Question 1: Applicability of Rule 96B

Rule 96B of the CGST Rules applies when export proceeds are not realized within the period allowed under FEMA. However, in your case, the partial goods exported with payment of IGST were returned by the customer due to quality issues and re-imported into India with IGST paid at the time of filing the Bill of Entry. This constitutes a commercial return of goods, not a case of non-realization of export proceeds. Therefore, Rule 96B is not attracted, and refund received earlier under export with payment of tax is not required to be repaid with interest merely due to the return of goods, provided the transaction is adequately disclosed and documented.

Question 2: Treatment of Returned Goods and GST Liability

For the returned goods, a credit note can be issued under Section 34 of the CGST Act, even for exports made with payment of tax. This will reduce the outward tax liability in GSTR-1. Since the goods were physically returned and IGST was paid upon re-import, the reversal of liability via credit note is appropriate. The IGST paid on re-import can be claimed as input tax credit under Section 16, subject to eligibility.

Your accounting treatment—reducing outward liability and restoring ITC aintains neutrality. However, if the refund was claimed and retained for the full export amount, and part of the goods were returned, then proportionate refund should ideally be adjusted or voluntarily reversed to avoid dual benefit, although not under Rule 96B, but as a general principle of avoiding unjust enrichment.

Conclusion:
Refund is not repayable under Rule 96B in case of goods return. Issuance of credit note and ITC on re-import is valid. Ensure proportionate adjustment in refund/ITC to maintain tax neutrality and avoid future disputes.

Shilpi Jain on Jul 17, 2025

The said rule talks about non-realisation.
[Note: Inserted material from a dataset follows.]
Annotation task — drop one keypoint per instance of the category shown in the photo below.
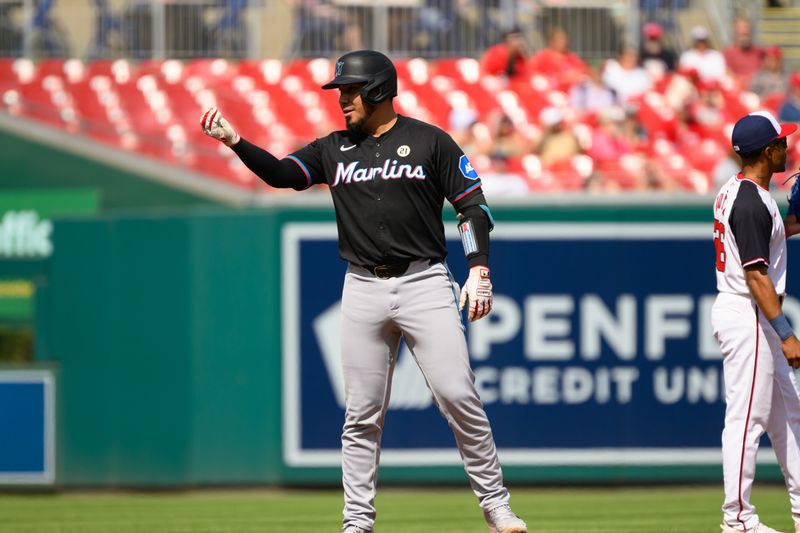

Bu the present case of non-payment is due to rejection which is ideally a case of reduction in invoice value. 

Though, if you have sufficient balance in itc ledger you could consdier to take a stand of no interest , coul dbe disputed.

Nikunj Kishorbhai Tosar on Jul 22, 2025

Thank you for your valuable reply.

As per my view, Refund is not required to be paid back with interest where exported goods return and on re-import of goods IGST paid on filing of BOE.